Liquidation de ressort de prolongation de la durée de vie utile

Infection urinaire (UTI)

Diagnostic et traitement conventionnel

Diagnostic

Il peut être difficile diagnostiquer UTIs dans certains cas, puisque les patients peuvent toujours ne pas avoir des symptômes typiques (Wilson 2004). En outre, d'autres conditions ont des symptômes en commun avec UTI (par exemple, gonorrhée, chlamydia, cystite interstitielle, et diabète).

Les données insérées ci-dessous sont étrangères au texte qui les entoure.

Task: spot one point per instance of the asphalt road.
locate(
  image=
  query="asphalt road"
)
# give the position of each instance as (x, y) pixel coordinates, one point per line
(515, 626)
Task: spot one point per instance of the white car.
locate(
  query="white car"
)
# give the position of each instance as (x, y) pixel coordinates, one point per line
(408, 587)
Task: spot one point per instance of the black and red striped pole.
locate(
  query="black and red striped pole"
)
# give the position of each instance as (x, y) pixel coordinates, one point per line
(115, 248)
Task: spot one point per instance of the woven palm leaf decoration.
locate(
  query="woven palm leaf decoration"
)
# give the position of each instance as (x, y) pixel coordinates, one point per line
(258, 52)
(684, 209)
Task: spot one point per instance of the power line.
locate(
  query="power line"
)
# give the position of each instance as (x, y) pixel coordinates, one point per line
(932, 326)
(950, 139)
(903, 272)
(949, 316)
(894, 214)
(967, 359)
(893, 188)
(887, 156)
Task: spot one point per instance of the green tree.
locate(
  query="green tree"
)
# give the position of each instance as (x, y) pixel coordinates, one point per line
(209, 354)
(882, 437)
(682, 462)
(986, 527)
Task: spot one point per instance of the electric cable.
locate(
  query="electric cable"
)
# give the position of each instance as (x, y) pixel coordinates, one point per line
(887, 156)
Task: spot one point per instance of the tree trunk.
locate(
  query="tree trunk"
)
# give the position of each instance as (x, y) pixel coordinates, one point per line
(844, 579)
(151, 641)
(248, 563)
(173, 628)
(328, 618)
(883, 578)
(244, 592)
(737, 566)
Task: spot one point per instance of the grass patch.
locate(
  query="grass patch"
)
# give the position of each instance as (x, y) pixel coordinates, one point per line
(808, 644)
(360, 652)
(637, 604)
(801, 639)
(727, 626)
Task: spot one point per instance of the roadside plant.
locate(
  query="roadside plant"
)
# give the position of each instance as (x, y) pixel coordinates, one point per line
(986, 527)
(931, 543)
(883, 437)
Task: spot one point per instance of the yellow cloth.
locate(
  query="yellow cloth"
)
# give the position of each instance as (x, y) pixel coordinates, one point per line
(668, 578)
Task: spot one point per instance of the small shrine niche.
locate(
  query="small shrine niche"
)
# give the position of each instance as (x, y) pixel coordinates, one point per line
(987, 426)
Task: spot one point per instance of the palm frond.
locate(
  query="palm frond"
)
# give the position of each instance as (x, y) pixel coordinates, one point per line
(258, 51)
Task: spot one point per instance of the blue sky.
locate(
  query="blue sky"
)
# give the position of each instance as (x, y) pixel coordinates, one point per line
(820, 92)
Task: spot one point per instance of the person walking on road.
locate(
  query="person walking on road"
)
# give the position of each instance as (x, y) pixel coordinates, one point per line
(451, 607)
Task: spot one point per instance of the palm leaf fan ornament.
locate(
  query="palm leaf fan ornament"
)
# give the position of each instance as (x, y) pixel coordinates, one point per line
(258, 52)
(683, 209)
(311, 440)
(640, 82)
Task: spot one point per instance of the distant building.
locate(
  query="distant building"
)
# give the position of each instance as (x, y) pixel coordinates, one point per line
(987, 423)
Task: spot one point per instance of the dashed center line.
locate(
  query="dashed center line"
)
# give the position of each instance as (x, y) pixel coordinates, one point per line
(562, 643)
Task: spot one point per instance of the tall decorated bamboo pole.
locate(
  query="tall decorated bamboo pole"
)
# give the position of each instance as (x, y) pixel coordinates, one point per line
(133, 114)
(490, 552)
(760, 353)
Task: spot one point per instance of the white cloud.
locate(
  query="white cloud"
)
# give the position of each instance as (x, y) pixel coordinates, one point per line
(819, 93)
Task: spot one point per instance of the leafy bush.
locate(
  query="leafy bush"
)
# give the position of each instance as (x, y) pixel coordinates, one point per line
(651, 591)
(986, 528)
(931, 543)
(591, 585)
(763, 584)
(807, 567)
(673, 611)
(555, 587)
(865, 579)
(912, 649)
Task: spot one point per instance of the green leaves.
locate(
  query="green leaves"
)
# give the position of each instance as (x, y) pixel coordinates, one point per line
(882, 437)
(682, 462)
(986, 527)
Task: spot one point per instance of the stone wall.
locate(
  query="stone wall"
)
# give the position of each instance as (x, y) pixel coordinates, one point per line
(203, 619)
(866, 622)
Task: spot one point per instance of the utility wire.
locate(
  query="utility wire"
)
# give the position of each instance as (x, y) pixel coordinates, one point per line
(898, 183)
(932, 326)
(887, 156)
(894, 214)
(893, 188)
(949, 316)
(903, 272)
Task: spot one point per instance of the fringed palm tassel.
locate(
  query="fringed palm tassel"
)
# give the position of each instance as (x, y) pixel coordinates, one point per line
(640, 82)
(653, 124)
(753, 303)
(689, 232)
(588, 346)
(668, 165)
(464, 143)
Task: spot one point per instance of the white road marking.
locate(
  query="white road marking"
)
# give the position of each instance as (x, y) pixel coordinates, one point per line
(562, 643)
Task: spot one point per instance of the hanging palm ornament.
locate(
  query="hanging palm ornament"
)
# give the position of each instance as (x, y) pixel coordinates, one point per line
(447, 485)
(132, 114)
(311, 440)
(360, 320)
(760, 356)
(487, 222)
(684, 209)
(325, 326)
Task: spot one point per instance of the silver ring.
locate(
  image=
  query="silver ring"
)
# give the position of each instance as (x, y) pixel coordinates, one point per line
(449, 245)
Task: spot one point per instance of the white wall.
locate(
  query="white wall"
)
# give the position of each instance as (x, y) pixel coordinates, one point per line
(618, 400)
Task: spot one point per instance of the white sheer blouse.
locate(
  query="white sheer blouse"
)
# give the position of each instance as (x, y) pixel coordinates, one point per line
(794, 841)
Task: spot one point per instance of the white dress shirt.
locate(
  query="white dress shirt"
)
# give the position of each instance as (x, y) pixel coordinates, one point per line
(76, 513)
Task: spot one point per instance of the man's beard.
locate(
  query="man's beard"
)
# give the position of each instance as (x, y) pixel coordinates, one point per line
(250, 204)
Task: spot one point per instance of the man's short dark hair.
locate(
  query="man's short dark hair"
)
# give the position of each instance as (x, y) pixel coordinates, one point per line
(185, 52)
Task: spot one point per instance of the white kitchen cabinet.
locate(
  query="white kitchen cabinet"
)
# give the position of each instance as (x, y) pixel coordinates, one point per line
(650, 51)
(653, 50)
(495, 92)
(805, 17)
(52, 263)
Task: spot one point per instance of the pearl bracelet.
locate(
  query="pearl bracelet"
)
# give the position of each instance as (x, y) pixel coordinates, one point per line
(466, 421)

La présence du rouge ou les globules blancs, les bactéries ou certains produits chimiques dans l'urine indique habituellement un UTI (Fihn 2003 ; A.D.A.M. 2011). Le plus souvent, un essai de jaugeur d'urine est employé pour confirmer le diagnostic d'UTI dans les personnes avec des symptômes suggestifs. Cet essai évalue un échantillon d'urine pour détecter les nitrites, qui sont des produits chimiques produits par Escherichia coli, les bactéries qui peuvent causer UTIs ; il mesure également des niveaux des protéines produites par des cellules immunitaires répondant à l'infection. Dans quelques cas compliqués, une culture d'urine peut être employée pour aider le traitement de guide (Wilson 2004).

Traitement conventionnel

Antibiotiques. Le traitement standard pour un UTI est un cours d'un ou plusieurs antibiotiques. Aucun antibiotique n'est recommandé pour traiter chaque UTI, mais le nitrofurantoin (Furadantin®), le triméthoprim-sulfamethoxazole (Bactrim™), le pivemecillinam (Selexid®), le trometamol de fosfomycin (Monurol®), le fluoroquinolone (par exemple, Cipro®), et la bêta-lactame (par exemple, Augmentin®) peuvent tout être employés (Gupta 2012 ; McKinnell 2011).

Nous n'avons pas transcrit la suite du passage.